STATE OF ARKANSAS
|IN THE MATTER OF||ORDER PROVIDING A|
|WILLIAMS CENTER NORTHWEST,|
FINDINGS OF FACT
On October 29, 1999, a letter was received by the Arkansas Securities Commissioner requesting that the proposed offering and sale of sixty (60) of the three hundred (300) issued and outstanding shares of the capital stock (the "Stock") of Williams Center Northwest, Inc. (the "Company"), to Judy Bretherick (the "Transaction"), be determined to be an exempt transaction pursuant to Ark. Code Ann. § 23-42-504(a)(12).
The Company is a corporation organized under the laws of the State of Arkansas. The Stock consists of sixty (60) shares of the common stock of the Company now owned by Mickey Johnson (the "Seller").
The buyer will be Judy Bretherick (the "Buyer").
An exemption from registration has been requested pursuant to the Commissioners discretionary authority under Ark. Code Ann. § 23-42-504(a)(12). The Seller and the Buyer have fully and completely been involved in the negotiation of an agreement for the sale of the Stock, and they have been, or had the opportunity to be represented in these negotiations by counsel. The Buyer has had access to financial and other information concerning the Company as is necessary to make an informed investment decision. Based upon the foregoing, the Transaction is not the type the Arkansas Securities Act (the "Act") was designed to protect by requiring registration.
CONCLUSIONS OF LAW
Under Section 23-42-504(a)(12) of the Act, the Commissioner may by order exempt certain transactions from Sections 23-42-501 and 23-42-502 of the Act as not being necessary or appropriate in the public interest for the protection of investors.

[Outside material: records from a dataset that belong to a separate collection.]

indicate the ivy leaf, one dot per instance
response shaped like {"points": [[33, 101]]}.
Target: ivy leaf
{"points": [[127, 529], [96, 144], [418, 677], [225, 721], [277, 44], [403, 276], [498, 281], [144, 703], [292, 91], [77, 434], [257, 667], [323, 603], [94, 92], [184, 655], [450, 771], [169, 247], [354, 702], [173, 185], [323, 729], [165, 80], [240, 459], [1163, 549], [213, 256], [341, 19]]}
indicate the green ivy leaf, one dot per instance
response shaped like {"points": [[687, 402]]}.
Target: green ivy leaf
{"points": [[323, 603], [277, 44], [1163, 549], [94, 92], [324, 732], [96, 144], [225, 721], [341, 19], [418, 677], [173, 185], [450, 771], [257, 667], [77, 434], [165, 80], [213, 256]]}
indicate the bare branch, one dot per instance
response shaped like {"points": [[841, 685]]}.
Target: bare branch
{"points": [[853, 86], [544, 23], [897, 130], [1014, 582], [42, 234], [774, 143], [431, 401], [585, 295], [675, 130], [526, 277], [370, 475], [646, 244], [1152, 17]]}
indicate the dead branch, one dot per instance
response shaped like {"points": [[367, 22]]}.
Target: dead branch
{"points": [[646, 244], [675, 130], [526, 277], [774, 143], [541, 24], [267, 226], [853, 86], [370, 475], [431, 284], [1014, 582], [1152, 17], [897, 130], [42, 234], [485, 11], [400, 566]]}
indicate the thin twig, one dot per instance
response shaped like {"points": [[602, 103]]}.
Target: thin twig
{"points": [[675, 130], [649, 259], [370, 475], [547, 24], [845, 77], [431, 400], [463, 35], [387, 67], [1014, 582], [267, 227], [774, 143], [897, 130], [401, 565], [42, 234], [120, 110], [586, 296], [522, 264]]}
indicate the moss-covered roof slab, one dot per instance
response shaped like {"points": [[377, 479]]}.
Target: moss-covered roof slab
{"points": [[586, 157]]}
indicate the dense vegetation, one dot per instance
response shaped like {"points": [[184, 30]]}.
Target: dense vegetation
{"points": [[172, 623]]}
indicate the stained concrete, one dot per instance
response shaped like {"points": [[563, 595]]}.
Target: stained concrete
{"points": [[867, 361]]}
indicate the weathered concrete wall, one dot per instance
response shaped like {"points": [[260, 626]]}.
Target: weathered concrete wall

It is not necessary or appropriate in the public interest for the protection of investors for the Seller to be required to register the Transaction under the Act for the purposes of the contemplated offering.
It is not necessary or appropriate in the public interest for the protection of investors for the Seller to be required to engage the services of a registered agent for the purpose of making sales of the Companys securities.
In recognition of the representations made by the Seller, it appears registration of this Transaction is unnecessary in this instance.
This order does not exempt the Seller from the antifraud provisions of the Act.
IT IS THEREFORE ORDERED that any securities of the Company offered or sold in Arkansas for the proposed Transaction, if offered and sold in compliance with the representations made in the letter, dated October 26, 1999, and in accordance with the Findings of Fact stated herein, shall be exempted from Sections 23-42-501 and 23-42-502 of the Act.
WITNESS MY HAND AND SEAL this 2nd day of November, 1999.